Gout is a disease barely investigated at the present time. We know its cause, uric acid, we know the enzyme that converts purines to uric acid, xanthineoxidase, and we have an inhibitor, allopurinol, which acts as an effective preventative agent. However, there are a series of unanswered questions outstanding. The first is why is the relationship between the plasma uric acid and the development of gout so poor? For instance, in chronic renal failure uric acid levels are very significantly elevated, but gout a relatively uncommon problem. Secondly, why is gout a joint disease and why does uric acid not precipitate everywhere else? The solubility of uric acid in synovial fluid is no greater than that of plasma. Perhaps the clearance of uric acid from the joint is the problem, but there are other membrane systems where one might imagine there could be difficulties, but no difficulties arise. Most patients with ischaemic limbs with a degree of renal failure experience no problems. An hypothesis is that the joint itself contributes to urate production making it an environment where super saturation can occur if plasma levels are elevated. If such a mechanism existed, the most likely explanation would be that the enzyme, xanthineoxidase, was up regulated somehow within the synovial membrane.

Our understanding of this enzyme has changed dramatically in the past few years. Firstly, it is now known that the conversion of purines to uric acid is only one of the functions of this redox centres enzyme. There are two other redox centres in the enzyme, one site, which is known to reduce oxygen to superoxide and a other site - an iron sulphur centre whose function is less clear. Recent studies have shown that the enzyme can serially reduce nitrates to nitrites, nitrites to nitric oxide and nitric oxide reacts with superoxide very rapidly to produce peroxynitrite. Nitric oxide, superoxide and peroxynitrite are powerful anti-bacterial systems. This raises the question -does the joint have a powerful anti-bacterial system and is the development of gout a reflection of this process?

Our interest in this area was stimulated when we took note of the fact that the levels of xanthineoxidase were very high in breast milk of lactating mammals (Stevens C.R. et al., 2000). A series of studies have now clearly demonstrated that the function of this enzyme is antibacterial and its purpose to protect the neonatal stomach and perhaps the lactating breast.

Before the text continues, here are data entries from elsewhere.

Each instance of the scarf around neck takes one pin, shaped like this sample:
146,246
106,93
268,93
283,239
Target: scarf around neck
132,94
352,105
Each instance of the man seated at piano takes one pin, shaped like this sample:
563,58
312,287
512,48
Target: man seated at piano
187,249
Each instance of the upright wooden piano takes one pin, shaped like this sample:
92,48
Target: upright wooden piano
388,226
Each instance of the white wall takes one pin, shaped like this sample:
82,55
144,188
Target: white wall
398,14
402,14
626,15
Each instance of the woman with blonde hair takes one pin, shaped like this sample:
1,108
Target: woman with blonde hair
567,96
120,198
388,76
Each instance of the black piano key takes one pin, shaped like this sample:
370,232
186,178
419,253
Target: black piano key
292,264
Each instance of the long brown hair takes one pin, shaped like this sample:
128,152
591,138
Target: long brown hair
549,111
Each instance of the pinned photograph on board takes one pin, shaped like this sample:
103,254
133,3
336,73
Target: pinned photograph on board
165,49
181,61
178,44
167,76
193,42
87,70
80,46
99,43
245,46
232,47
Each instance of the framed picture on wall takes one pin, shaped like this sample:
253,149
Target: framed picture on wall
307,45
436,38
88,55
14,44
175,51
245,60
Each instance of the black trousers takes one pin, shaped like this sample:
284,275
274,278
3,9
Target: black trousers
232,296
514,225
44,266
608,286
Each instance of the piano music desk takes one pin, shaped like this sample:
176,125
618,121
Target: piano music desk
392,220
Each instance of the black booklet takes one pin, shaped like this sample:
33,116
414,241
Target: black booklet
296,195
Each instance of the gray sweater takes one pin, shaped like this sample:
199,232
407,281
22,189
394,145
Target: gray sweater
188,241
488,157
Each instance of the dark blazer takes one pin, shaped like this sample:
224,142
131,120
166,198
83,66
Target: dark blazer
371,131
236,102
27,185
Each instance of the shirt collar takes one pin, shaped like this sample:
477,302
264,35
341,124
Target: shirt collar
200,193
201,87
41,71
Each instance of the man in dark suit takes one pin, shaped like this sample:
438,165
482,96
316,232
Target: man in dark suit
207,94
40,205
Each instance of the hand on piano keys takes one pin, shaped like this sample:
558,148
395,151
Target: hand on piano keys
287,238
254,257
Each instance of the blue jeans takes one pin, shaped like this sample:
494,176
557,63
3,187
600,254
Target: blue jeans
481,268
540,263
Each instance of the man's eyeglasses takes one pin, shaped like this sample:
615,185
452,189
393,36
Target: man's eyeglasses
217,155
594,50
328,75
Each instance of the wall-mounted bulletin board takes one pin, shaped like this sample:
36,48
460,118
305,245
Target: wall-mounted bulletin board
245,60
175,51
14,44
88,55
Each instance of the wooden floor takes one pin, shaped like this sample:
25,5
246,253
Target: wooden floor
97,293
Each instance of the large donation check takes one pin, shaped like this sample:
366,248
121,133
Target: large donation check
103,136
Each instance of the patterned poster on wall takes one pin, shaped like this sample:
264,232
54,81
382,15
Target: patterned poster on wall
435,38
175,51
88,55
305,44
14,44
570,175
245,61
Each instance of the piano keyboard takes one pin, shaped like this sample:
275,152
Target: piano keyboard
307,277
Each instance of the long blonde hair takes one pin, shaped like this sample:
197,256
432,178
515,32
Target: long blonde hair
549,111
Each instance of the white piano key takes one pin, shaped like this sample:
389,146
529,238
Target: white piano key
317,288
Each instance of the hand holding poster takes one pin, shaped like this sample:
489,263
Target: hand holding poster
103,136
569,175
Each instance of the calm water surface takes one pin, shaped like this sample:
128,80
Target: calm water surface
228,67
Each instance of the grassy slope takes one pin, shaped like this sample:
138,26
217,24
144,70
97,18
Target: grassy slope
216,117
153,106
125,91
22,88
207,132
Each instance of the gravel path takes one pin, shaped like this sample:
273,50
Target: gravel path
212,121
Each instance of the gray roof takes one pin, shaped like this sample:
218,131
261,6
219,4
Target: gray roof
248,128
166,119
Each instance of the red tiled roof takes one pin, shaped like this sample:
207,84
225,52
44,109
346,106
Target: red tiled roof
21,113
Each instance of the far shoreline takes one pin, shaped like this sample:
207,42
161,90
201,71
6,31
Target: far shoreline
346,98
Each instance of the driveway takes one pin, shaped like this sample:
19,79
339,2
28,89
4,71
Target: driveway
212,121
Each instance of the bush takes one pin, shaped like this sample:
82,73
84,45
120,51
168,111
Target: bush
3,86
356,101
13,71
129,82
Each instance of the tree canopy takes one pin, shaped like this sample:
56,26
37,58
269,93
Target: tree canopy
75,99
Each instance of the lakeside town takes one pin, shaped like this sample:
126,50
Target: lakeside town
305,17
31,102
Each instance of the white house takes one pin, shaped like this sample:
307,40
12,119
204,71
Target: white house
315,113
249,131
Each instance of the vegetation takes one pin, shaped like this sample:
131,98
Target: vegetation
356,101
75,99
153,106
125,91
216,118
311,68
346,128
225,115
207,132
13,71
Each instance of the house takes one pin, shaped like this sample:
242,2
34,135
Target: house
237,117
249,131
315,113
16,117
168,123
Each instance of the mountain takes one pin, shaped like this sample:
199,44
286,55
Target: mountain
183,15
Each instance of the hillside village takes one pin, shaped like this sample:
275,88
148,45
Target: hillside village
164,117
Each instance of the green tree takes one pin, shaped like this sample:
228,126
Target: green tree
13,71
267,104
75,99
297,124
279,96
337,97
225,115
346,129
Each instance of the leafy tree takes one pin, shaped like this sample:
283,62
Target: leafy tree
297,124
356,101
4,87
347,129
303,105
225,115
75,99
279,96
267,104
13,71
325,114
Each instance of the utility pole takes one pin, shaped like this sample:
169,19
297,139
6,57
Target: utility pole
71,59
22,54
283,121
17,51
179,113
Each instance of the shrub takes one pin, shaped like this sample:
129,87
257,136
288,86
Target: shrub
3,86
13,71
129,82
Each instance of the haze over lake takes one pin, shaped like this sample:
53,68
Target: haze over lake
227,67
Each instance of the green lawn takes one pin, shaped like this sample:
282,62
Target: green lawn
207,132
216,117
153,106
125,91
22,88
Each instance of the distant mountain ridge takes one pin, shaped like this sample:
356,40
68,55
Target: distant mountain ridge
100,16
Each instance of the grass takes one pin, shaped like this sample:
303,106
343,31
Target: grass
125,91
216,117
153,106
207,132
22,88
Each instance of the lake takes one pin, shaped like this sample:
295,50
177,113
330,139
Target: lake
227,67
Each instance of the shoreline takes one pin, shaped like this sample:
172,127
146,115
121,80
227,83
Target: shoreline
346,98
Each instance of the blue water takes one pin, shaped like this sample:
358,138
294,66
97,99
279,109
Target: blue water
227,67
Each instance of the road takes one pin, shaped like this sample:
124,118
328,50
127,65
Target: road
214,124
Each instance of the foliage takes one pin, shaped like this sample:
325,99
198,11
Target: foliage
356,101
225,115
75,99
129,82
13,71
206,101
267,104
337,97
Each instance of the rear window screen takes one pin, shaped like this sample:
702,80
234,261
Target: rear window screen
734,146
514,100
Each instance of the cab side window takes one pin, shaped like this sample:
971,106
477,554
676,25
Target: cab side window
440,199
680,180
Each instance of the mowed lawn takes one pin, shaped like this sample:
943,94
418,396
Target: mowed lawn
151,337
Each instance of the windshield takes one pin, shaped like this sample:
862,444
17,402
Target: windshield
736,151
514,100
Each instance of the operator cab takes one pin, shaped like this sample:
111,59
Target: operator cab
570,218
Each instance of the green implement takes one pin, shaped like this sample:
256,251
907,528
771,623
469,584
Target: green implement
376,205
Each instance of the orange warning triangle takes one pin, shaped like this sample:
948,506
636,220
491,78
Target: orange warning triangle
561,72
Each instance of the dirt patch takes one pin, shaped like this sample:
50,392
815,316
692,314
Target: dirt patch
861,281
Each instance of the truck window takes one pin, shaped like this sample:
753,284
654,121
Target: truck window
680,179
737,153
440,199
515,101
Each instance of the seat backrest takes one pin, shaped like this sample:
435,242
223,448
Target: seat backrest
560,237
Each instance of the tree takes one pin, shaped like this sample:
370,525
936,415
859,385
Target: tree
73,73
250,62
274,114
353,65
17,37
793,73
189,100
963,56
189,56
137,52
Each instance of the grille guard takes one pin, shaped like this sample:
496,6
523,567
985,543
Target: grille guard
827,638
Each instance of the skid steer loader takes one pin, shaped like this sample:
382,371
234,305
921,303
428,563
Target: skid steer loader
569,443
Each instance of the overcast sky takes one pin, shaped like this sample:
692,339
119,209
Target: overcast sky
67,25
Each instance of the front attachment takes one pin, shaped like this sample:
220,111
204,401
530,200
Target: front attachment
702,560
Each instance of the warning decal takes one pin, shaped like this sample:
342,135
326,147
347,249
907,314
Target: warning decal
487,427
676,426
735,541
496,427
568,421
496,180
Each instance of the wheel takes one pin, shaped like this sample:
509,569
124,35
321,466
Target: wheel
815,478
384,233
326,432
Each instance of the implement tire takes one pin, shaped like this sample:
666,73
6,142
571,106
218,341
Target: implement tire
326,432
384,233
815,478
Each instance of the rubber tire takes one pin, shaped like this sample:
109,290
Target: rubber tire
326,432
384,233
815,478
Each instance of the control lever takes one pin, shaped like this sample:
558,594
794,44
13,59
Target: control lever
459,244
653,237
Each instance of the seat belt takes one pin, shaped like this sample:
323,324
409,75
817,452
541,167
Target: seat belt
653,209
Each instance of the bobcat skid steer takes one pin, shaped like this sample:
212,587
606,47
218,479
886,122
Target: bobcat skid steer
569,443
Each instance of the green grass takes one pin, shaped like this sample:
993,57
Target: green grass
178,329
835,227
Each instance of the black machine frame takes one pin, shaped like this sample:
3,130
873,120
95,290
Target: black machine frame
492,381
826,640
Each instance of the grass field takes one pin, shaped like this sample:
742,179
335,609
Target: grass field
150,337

Now we shall consider infective and reactive arthropathies. Isolating intact organisms from the joint of patients with a bacteriamia and septicaemia is very difficult and indeed, most bacteraemic and septicaemic illnesses are not associated with an infective arthritis. The synovial membrane - is a fragile structure with multiple vessels for the most part supported by fatty tissue, potentially easily traumatised and able to leak. This structure is necessary for the correct physiological function of the joint allowing cartilage, which is avascular, but metabolic active. It is therefore at risk, and the presence of an antibacterial system, especially for the joint, would minimise this.

The evidence is recently found that the synovial micro vessels have an enhanced capacity to generate reactive nitrogen species and preliminary evidence that isolated synovial endothelial cells have an enhanced capacity prepared with other micro vessels to produce xanthineoxidase. It allows to connect these observations, and suitable experiments to do conclusion. In this presentation, we use teleological centred arguments to develop this hypothesis utilizing examples from other species in the animal kingdom.

The article is admitted to the International Scientific Conference "Present-day problems of experimental and clinical medicine", Thailand (Phuket), 19-27th December, 2007, came to the editorial office on 09.11.07.